Teng Li (born in Nanjing, Jiangsu, China) is a Chinese Canadian violist. She is currently the principal violist of the Los Angeles Philharmonic. Li was the principal violist of the Toronto Symphony Orchestra from 2004 to 2018. Along with her TSO solo appearances,  Li has performed with the National Chamber Orchestra, the Santa Rosa Symphony, the Munich Chamber Orchestra, the Haddonfield Symphony, Shanghai Opera Orchestra, the Canadian Sinfonietta and Esprit Orchestra. Her performances have been broadcast on CBC Radio 2, National Public Radio, WQXR (New York), WHYY (Pennsylvania), WFMT (Chicago), and Bavarian Radio (Munich). Ms. Li is also an active recitalist and chamber musician participating in the festivals of Marlboro, Santa Fe, Mostly Mozart, Music from Angel Fire, Rome, Moritzburg (Germany) and the Rising Stars Festival in Caramoor. She has performed with the Guarneri Quartet in New York, at Carnegie Hall (Weill Recital Hall) and with the 92nd St. “Y” Chamber Music Society. Teng was also featured with the Guarneri Quartet in their last season (2009), and was also a member of the prestigious Lincoln Center Chamber Music Society Two Program.
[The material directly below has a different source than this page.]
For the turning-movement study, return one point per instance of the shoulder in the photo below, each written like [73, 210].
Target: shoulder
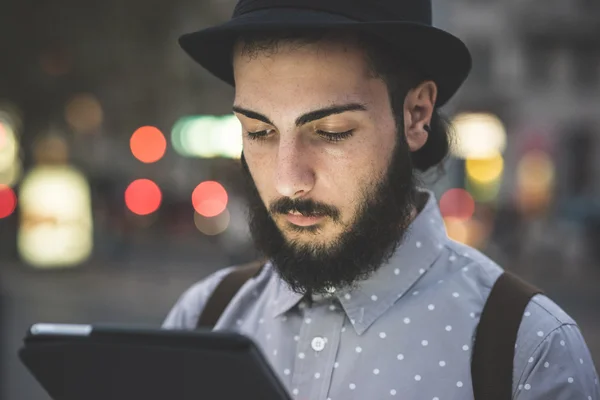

Education and early career 

Teng is a graduate of the Curtis Institute of Music in Philadelphia.

Awards and Prizes 
Ms Li has won top Prizes at the Johanson International and the Holland-America Music Society competitions, the Primrose International Viola Competition, the Irving M. Klein International String Competition and the ARD International Music Competition in Munich, Germany. She was also a winner of the Astral Artistic Services 2003 National Auditions.

Recordings 

1939 – Teng Li, Benjamin Bowman, Meng-chieh Liu. Producers: David Jaeger, Teng Li, Ron Searles. Recorded at the Glenn Gould Studio, Toronto. Label: Azica Records. June 2015

Sources

External links 
 

Canadian violists
Chinese violists
Curtis Institute of Music alumni
Living people
Musicians from Nanjing
Year of birth missing (living people)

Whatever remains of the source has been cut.